Back in the 1990s Anthony Reynolds fronted wonderful indie orchestral romantics Jack and the spin-off, Jacques. They weaved a drunken path through empty wine bottles, broken hearts, poetry, past Nico‘s children and out onto rain soaked streets. Reynolds’ lyrics soundtracked the lost, the lonely, the freaks and outsiders. It has been a long hiatus. Jack played their final gigs in 2002. British Ballads is Anthony Reynolds’ first full release under his own name.
From the gentle brushed drums and wistful melody that opens I know You Know its evident that Reynolds has lost none of his melodic grace or musical ambition. This is not a low key return. Reynolds has always seemed like the bastard offspring of Marianne Faithfull and Dylan Thomas, a hard drinking poet with a ageless sense of beauty. The songs on British Ballads bear this out.
There is poetry and alcohol and a sense of deep rooted melancholy. Those Kind Of Songs with its mordant strings, strident piano part and the velvet kiss of Reynolds’ silky baritone voice is like a lost out-take from Scott 4. It has the ennui, the glide of those classic Scott Walker tracks, the closing coda is divine. It should come as no surprise that Reynolds recently finished writing a biography of the Walker Brothers.
Reynolds seems solipsistic. Living a life of dreams, he is far removed from the world outside, the world beyond his fervent imagination. This could have been a recipe for disaster, but for Reynolds’ strong vision, the force of his will sculpturing a collection of songs that sound alive with possibilities.
A Quiet Life, his ode to staying home, is strangely life affirming. The battered acoustic guitar provides the perfect foil for his sombre tones. The litany of nightmares beyond the front door rings true – it’s easy to see why he would want to stay curled up with his second hand paperbacks and bottles of wine.

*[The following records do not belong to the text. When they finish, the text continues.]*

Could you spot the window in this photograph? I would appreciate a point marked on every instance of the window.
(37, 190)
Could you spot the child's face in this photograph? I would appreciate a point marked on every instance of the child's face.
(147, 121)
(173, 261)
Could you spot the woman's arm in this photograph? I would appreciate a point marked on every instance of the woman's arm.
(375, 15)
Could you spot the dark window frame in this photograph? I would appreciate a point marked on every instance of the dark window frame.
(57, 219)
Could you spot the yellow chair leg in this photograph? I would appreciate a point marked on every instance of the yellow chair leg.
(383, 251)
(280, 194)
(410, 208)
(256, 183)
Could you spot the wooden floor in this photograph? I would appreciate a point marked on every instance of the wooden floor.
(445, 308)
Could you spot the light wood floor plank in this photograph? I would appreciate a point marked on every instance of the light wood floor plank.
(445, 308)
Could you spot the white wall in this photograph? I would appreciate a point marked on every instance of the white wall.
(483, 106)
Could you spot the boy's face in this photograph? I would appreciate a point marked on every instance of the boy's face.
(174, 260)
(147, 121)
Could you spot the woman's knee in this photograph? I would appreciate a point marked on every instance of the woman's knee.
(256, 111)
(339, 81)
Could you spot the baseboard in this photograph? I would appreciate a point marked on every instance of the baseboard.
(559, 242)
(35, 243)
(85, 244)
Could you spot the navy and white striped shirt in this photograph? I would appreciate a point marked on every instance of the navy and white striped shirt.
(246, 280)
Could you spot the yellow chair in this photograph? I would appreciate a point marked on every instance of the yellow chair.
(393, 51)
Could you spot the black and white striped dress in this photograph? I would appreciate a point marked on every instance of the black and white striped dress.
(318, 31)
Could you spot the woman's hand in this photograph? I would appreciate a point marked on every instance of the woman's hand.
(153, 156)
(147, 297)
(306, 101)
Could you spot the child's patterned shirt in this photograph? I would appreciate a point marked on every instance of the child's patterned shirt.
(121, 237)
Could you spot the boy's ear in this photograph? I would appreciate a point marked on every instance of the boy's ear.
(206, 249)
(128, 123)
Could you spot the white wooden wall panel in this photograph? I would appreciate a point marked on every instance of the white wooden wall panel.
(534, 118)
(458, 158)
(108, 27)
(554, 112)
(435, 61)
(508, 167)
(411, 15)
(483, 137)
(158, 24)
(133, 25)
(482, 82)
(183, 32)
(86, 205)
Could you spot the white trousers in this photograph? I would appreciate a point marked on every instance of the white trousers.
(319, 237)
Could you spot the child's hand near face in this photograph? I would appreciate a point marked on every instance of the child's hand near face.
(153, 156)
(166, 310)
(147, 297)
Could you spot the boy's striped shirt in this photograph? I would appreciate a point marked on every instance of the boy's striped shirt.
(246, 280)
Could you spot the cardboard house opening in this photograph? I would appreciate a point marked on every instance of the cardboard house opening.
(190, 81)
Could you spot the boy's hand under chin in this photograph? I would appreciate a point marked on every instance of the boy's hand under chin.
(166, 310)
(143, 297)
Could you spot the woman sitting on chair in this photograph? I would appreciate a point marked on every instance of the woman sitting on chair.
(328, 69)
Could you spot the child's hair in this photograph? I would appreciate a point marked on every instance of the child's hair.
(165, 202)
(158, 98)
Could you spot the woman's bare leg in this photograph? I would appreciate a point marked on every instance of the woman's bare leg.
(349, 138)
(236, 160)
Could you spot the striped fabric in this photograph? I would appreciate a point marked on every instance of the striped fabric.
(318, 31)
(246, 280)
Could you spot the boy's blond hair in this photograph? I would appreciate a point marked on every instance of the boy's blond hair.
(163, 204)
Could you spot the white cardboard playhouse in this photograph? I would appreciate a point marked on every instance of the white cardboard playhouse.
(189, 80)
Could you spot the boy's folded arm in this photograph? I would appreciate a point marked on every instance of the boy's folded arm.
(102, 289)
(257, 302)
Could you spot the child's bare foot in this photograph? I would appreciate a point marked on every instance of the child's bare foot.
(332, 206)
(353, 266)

Thankfully Country Girl is not a cover of the Primal Scream single. This is much darker; a broken folk tune heard through the haze of memory. The track is built around the whisper of a violin melody, a tart guitar part and the gentlest of drum tracks. Reynolds croon is pitched against the crystal clear voice of Vashti Bunyan to make a piece that lingers in the memory like the last kiss of a departed lover.
British Ballads is brilliantly arranged. Reynolds and the producer Julian Simmons have draped the songs in a wonderful variety of setting. The closing Song Of Leaving bursts out in a wild strum of guitars, a nagging circling riff and the rattle of drums. Bread And Wine is all drum machine patter, swirling synth noise and a repeating piano motif. Where The Dead Live, featuring Liberace-like piano from John Howard, who also duets, is like John Cale‘s solo work produced by Slint, after a night on the tiles. A kind post-rock piano ballad, but much better than that sounds. When Reynolds’ voice rises up on the strings, multitracked into a choir, it ascends into the heavens.
This is a hopeless (hopeful?) romantic triumph. It is a record completely out of step with the current musical climate. Let’s raise glasses to it in the hope it gets heard above the December din of X-Factor winners and compilation CDs. Too late for record of the year?